Todos mis días empiezan igual; me despierto temprano, controlo la hora, sea porque es laborable y no quiero llegar tarde, sea porque es fin de semana y quizás me esté pasando de madrugón y con un movimiento de brazo cercano al contorsionismo, enciendo la radio de la mesita. Voy a ducharme y enciendo la radio del baño. Me preparo el desayuno con la radio (en la TV – nunca repuse una que dejó de funcionar) de la cocina de fondo.
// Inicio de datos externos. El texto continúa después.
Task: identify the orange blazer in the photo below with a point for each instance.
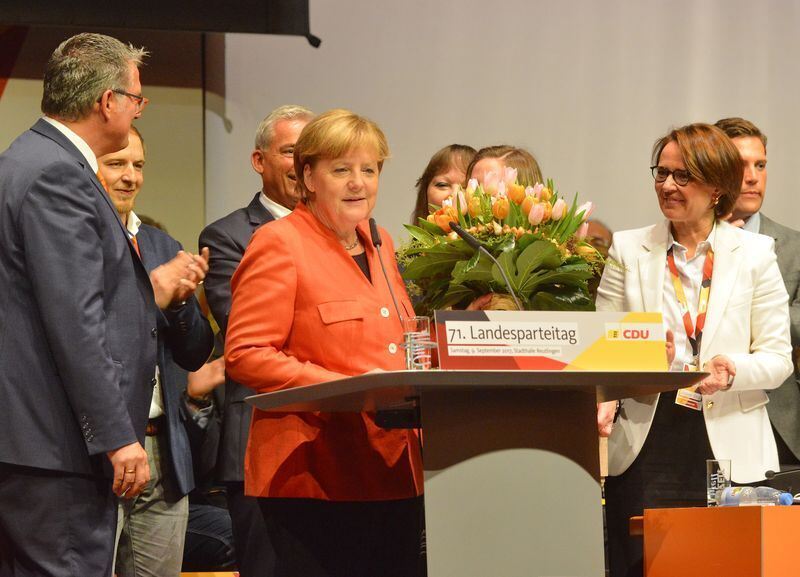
(302, 312)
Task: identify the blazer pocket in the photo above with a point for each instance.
(749, 400)
(340, 311)
(343, 322)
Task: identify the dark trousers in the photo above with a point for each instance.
(669, 471)
(209, 540)
(55, 524)
(316, 538)
(255, 555)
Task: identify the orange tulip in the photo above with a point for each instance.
(474, 205)
(516, 192)
(500, 207)
(444, 216)
(527, 203)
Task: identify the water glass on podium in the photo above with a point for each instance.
(417, 343)
(718, 477)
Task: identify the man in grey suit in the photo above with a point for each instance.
(152, 525)
(78, 327)
(227, 238)
(784, 402)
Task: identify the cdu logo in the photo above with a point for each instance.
(633, 332)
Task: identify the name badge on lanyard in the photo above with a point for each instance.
(694, 330)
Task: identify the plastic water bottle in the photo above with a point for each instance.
(743, 496)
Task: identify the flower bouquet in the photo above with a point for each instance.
(535, 235)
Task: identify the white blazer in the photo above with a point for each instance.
(747, 320)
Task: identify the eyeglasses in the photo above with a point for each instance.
(140, 100)
(681, 177)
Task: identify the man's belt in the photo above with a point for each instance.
(156, 426)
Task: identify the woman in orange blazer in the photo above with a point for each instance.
(340, 496)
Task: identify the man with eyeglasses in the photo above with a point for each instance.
(78, 328)
(227, 238)
(784, 402)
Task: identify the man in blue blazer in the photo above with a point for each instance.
(153, 524)
(784, 402)
(273, 159)
(78, 328)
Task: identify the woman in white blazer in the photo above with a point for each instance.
(657, 447)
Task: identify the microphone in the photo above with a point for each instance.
(377, 242)
(478, 245)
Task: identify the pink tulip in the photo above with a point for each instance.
(490, 182)
(510, 176)
(559, 209)
(536, 214)
(586, 208)
(462, 201)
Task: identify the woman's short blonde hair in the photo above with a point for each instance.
(528, 171)
(332, 134)
(711, 158)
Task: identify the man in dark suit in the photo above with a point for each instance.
(227, 239)
(77, 322)
(784, 402)
(152, 525)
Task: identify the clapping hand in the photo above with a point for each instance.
(176, 280)
(721, 370)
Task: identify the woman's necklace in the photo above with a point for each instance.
(351, 246)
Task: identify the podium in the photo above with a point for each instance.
(511, 461)
(752, 541)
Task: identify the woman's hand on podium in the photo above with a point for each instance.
(670, 347)
(605, 417)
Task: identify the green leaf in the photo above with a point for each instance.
(540, 254)
(562, 299)
(430, 265)
(430, 227)
(481, 271)
(455, 295)
(423, 236)
(506, 260)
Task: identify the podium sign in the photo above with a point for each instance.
(550, 340)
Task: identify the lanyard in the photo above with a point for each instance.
(694, 331)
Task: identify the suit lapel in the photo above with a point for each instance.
(726, 270)
(146, 249)
(651, 265)
(49, 131)
(257, 213)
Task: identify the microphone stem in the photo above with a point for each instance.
(503, 273)
(391, 292)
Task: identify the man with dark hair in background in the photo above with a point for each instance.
(78, 327)
(784, 402)
(273, 159)
(151, 527)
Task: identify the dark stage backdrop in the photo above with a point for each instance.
(253, 16)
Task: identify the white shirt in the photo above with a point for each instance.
(753, 222)
(275, 209)
(691, 276)
(79, 142)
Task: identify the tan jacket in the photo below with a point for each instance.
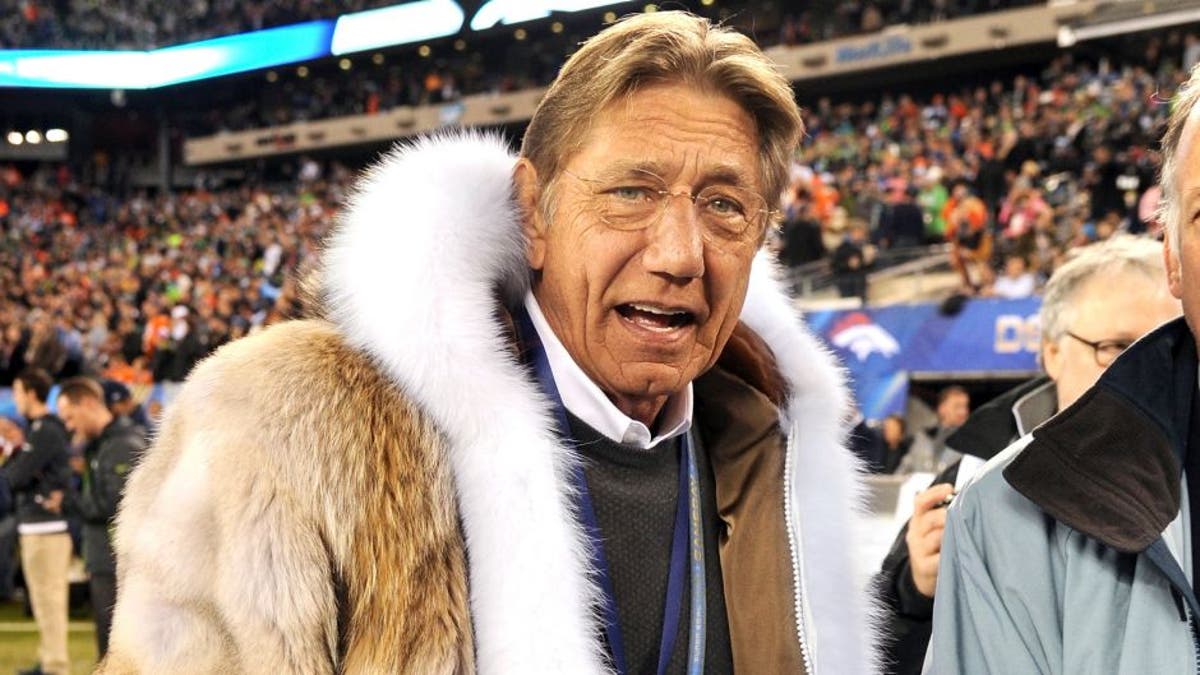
(382, 490)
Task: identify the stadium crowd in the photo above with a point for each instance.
(1024, 169)
(144, 24)
(139, 288)
(143, 286)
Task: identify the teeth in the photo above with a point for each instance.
(651, 309)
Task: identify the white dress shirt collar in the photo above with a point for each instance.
(586, 401)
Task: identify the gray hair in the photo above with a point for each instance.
(1120, 254)
(1169, 203)
(665, 47)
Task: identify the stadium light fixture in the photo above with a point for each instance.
(519, 11)
(399, 24)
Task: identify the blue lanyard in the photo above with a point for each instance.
(687, 544)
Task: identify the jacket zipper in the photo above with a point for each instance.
(793, 538)
(1195, 641)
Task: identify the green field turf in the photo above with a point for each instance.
(18, 641)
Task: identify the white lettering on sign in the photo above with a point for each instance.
(1015, 334)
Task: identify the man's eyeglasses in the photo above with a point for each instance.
(1104, 351)
(633, 203)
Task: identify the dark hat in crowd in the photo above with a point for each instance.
(115, 392)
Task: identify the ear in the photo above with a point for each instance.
(1051, 358)
(533, 226)
(1174, 274)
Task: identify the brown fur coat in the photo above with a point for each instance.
(383, 491)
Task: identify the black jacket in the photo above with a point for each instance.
(109, 459)
(989, 430)
(37, 469)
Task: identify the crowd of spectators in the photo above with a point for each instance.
(139, 288)
(1009, 174)
(1012, 174)
(147, 24)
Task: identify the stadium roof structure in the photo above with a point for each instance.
(359, 31)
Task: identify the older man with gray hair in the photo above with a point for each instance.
(1075, 549)
(555, 417)
(1096, 305)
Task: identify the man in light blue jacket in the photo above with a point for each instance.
(1073, 551)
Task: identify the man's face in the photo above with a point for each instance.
(79, 417)
(18, 398)
(646, 311)
(1116, 308)
(954, 410)
(1183, 266)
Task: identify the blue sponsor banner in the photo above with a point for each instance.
(881, 346)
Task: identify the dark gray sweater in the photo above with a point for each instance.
(634, 493)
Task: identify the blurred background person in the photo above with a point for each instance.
(929, 453)
(1107, 297)
(36, 475)
(113, 446)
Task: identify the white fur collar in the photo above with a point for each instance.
(411, 276)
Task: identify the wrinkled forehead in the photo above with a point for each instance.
(669, 129)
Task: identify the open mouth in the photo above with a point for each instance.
(654, 317)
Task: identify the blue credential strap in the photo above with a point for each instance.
(687, 541)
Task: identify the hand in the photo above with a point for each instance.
(924, 537)
(53, 502)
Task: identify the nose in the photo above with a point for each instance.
(675, 244)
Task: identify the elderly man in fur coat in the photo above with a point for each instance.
(553, 417)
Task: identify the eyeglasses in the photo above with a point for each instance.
(1104, 351)
(636, 202)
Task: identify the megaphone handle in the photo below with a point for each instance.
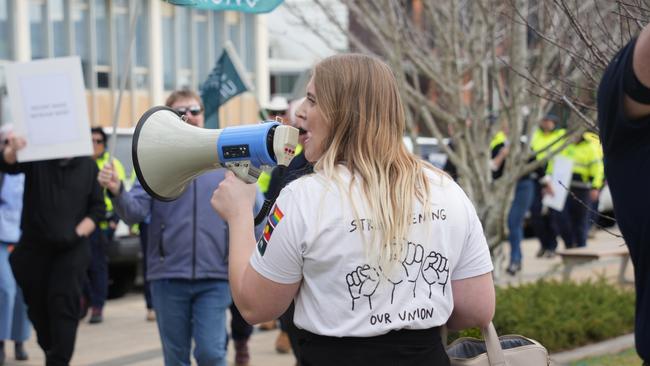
(268, 203)
(264, 211)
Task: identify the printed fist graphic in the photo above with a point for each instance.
(362, 281)
(435, 269)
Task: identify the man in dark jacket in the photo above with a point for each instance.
(62, 204)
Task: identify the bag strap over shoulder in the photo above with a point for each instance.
(494, 351)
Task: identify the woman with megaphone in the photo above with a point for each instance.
(186, 255)
(378, 248)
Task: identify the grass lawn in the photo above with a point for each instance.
(625, 358)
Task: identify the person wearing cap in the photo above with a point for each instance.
(547, 139)
(186, 256)
(96, 286)
(586, 181)
(14, 324)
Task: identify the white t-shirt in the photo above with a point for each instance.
(312, 235)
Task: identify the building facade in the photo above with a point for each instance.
(174, 47)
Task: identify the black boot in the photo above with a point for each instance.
(19, 352)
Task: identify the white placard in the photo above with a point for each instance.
(48, 106)
(560, 182)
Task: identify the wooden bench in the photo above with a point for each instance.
(574, 257)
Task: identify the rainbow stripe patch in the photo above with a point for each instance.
(273, 220)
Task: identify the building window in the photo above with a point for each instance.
(249, 35)
(81, 23)
(282, 84)
(121, 25)
(60, 41)
(233, 22)
(6, 28)
(168, 46)
(141, 48)
(102, 44)
(38, 29)
(202, 54)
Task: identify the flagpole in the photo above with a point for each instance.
(133, 7)
(229, 48)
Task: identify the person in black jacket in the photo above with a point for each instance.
(624, 127)
(298, 167)
(62, 204)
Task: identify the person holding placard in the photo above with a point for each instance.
(62, 205)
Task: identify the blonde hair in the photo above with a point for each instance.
(359, 99)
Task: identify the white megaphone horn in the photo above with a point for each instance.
(169, 153)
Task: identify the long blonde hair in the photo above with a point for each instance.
(359, 99)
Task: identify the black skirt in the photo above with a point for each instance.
(396, 348)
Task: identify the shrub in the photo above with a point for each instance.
(563, 315)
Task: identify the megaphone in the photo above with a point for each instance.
(169, 153)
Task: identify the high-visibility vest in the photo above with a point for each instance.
(541, 140)
(264, 180)
(121, 174)
(587, 164)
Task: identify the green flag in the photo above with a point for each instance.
(246, 6)
(226, 80)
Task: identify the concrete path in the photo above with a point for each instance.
(125, 338)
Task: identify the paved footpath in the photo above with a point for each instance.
(125, 338)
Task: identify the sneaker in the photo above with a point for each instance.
(151, 315)
(282, 344)
(242, 357)
(19, 352)
(513, 268)
(270, 325)
(96, 316)
(83, 310)
(549, 254)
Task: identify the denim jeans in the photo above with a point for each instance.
(192, 309)
(14, 323)
(524, 193)
(573, 220)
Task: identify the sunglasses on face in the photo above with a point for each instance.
(194, 110)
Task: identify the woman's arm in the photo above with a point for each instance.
(257, 298)
(474, 302)
(641, 67)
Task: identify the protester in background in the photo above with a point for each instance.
(547, 139)
(96, 286)
(14, 323)
(522, 199)
(186, 255)
(287, 339)
(624, 121)
(584, 188)
(276, 109)
(142, 230)
(366, 234)
(62, 205)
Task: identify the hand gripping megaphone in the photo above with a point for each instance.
(169, 153)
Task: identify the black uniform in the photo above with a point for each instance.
(51, 260)
(626, 146)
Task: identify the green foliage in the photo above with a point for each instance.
(627, 358)
(563, 315)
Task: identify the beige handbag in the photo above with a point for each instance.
(508, 350)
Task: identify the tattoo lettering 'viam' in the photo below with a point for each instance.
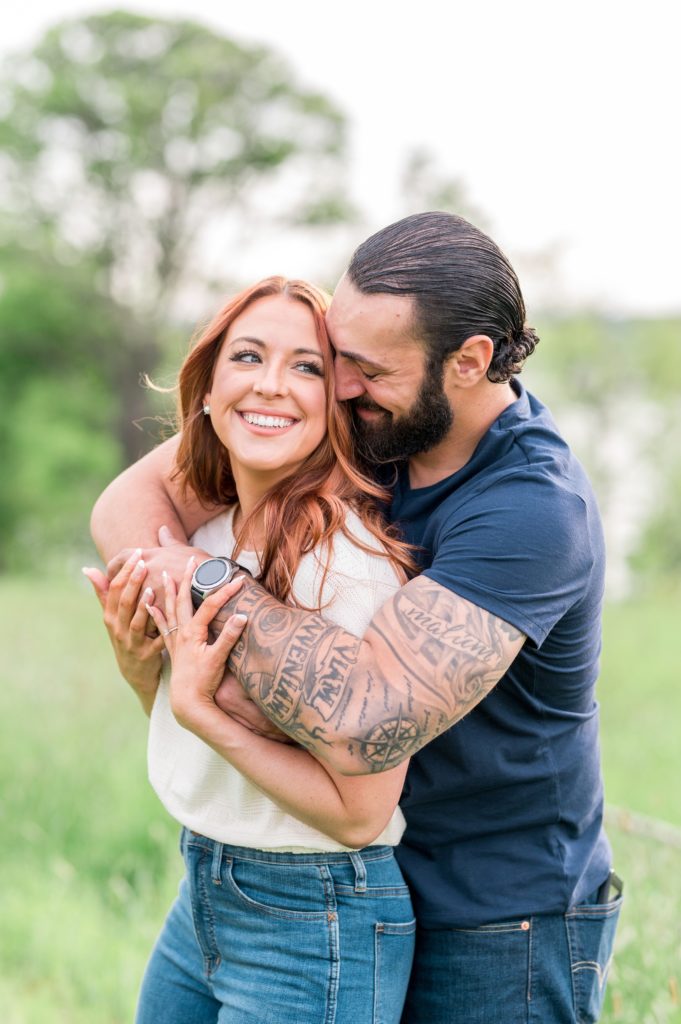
(427, 658)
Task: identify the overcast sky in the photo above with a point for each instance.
(559, 119)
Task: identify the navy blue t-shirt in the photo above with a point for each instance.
(504, 810)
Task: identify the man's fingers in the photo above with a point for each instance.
(139, 621)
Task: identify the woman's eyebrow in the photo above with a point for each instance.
(263, 344)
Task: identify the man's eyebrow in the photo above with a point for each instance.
(262, 344)
(357, 357)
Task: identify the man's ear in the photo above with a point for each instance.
(470, 363)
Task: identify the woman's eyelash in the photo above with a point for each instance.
(312, 368)
(249, 354)
(239, 356)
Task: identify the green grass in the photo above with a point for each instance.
(88, 860)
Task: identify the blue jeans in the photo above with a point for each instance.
(548, 969)
(257, 937)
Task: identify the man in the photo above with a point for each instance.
(482, 668)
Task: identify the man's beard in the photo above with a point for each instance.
(421, 428)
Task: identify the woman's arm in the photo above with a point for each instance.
(353, 811)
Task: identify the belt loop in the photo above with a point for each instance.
(359, 871)
(215, 866)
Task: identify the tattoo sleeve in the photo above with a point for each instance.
(426, 659)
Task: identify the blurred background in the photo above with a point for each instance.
(155, 158)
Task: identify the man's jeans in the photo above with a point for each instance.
(548, 969)
(275, 938)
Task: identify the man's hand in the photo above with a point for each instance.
(231, 698)
(171, 557)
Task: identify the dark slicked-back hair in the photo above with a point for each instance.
(461, 282)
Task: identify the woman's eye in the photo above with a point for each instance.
(310, 368)
(245, 356)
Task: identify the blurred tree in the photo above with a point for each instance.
(58, 345)
(128, 143)
(425, 186)
(614, 386)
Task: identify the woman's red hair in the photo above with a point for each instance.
(308, 507)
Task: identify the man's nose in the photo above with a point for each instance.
(348, 380)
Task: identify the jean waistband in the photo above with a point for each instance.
(192, 839)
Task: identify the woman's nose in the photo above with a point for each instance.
(270, 382)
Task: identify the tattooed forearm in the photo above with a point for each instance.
(427, 658)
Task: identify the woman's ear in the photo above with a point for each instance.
(470, 361)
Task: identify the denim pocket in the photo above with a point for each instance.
(292, 891)
(393, 944)
(591, 937)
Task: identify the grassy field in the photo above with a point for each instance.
(88, 859)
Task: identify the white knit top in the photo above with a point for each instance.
(203, 791)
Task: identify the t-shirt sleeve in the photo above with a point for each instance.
(520, 551)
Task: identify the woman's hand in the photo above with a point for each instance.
(198, 666)
(135, 640)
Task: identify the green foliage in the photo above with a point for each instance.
(614, 387)
(125, 137)
(89, 859)
(127, 143)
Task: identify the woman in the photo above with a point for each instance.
(293, 907)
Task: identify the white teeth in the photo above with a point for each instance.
(266, 421)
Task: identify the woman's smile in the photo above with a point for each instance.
(267, 397)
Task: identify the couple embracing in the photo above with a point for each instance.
(371, 675)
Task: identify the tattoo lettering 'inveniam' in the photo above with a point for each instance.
(317, 681)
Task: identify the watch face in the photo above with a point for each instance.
(211, 573)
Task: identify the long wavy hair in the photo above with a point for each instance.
(306, 508)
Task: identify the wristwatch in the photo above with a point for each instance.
(211, 574)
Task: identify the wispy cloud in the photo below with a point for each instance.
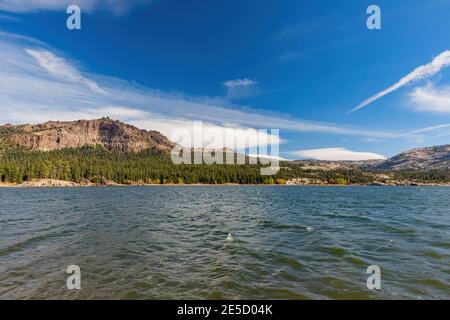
(61, 69)
(431, 99)
(440, 62)
(114, 6)
(240, 88)
(337, 154)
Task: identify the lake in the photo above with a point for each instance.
(173, 242)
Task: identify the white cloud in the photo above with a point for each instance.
(440, 62)
(337, 154)
(61, 69)
(114, 6)
(430, 99)
(240, 88)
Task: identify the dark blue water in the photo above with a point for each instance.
(171, 242)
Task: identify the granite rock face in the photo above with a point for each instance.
(105, 132)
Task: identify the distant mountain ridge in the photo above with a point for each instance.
(118, 136)
(104, 132)
(429, 158)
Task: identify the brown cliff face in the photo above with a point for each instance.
(110, 134)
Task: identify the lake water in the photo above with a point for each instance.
(171, 242)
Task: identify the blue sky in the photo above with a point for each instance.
(297, 66)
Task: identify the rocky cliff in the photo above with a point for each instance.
(105, 132)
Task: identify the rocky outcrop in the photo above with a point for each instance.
(104, 133)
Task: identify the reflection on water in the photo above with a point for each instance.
(174, 242)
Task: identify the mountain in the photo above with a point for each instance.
(437, 157)
(105, 132)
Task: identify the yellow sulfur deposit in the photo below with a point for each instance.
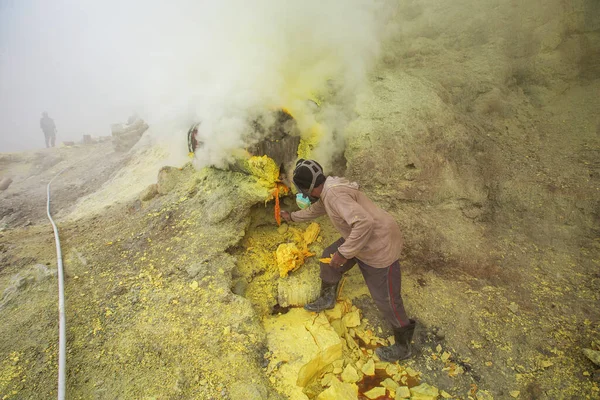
(265, 169)
(290, 258)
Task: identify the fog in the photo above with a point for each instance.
(90, 64)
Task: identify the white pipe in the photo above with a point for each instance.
(62, 324)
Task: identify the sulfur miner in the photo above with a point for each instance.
(370, 238)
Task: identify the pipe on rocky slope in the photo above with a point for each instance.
(62, 324)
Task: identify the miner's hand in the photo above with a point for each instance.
(337, 260)
(285, 215)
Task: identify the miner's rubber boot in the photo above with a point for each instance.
(401, 349)
(327, 299)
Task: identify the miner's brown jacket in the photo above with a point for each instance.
(371, 234)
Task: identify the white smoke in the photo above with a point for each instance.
(178, 63)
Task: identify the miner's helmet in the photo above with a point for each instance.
(308, 174)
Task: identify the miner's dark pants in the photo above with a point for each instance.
(383, 283)
(50, 139)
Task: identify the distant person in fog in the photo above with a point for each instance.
(49, 129)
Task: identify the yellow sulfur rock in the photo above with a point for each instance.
(310, 345)
(311, 233)
(350, 375)
(330, 348)
(289, 258)
(338, 326)
(369, 368)
(352, 319)
(340, 391)
(402, 392)
(389, 384)
(375, 393)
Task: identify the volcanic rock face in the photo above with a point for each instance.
(125, 136)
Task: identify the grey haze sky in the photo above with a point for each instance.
(69, 58)
(91, 63)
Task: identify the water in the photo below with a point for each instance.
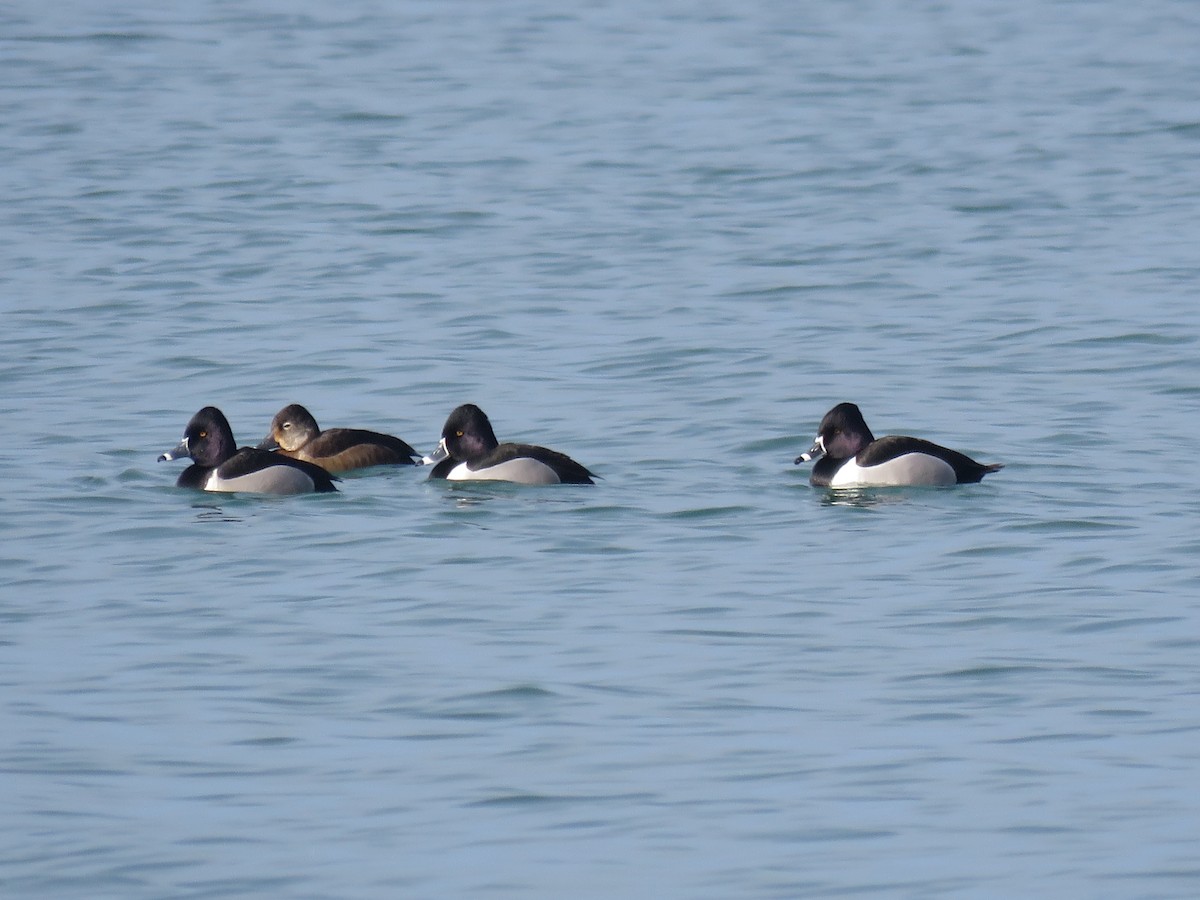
(664, 241)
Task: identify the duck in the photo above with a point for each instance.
(294, 432)
(217, 465)
(469, 451)
(849, 455)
Me subo en el coche y también enciendo la radio. Radio, radio, radio…


No siempre la escucho, a veces solo la oigo, pero siempre me acompaña.

 

Tengo recuerdos de la radio siempre formando parte de mi vida. Pienso en los fines de semana en la Masia de mis abuelos. Cuando muchos todavía dormían mi abuelo ya estaba en la cocina preparando el desayuno y siempre tenia puesto Catalunya Radio, el programa “El suplement”. Recuerdo escuchar la sintonía y la voz del locutor mientras desayunaba mi pa amb tomàquet i pernil dolç como si fuera ayer.

 

En casa de mis padres solía haber pequeños conflictos matutinos que se resolvieron con un fifty – fifty o ni pa ti ni pa mi; Rac1 en el dormitorio y Catalunya Radio en la cocina.

 

La radio te hace compañía, es así. Para despertarte, cuando te desplazas, mientras trabajas… También en épocas en las que cuesta dormir escuchar la radio por la noche ayuda.

 

Pero, además, es una forma fácil de estar conectado con el mundo y con la actualidad. No siempre tienes que estar de acuerdo con lo que dicen los locutores o tertulianos, de hecho, algunas tertulias se convierten en un gallinero doloroso para el oído. Sin embargo, es muy enriquecedor poder escuchar otros puntos de vista sobre temas que están a la orden del día. Creo que esta es una de sus gracias, su inmediatez. En cuestión de minutos tienes actualidad, la visión de otros, y te formas tu propia opinión. 

 

Yo puedo encontrarme fácilmente discrepando en voz alta con Jordi Basté y su devantal de las mañanas. Confirmado, le hablo a la radio… Y confieso; también conozco el orden de los programas, las sintonías y hasta puedo cantar los anuncios.

 

Imagino que no hay punto medio, o eres de radio a todas horas o te aburre soberanamente.

 

Como no podía ser de otra forma, he escrito este post con la radio de fondo.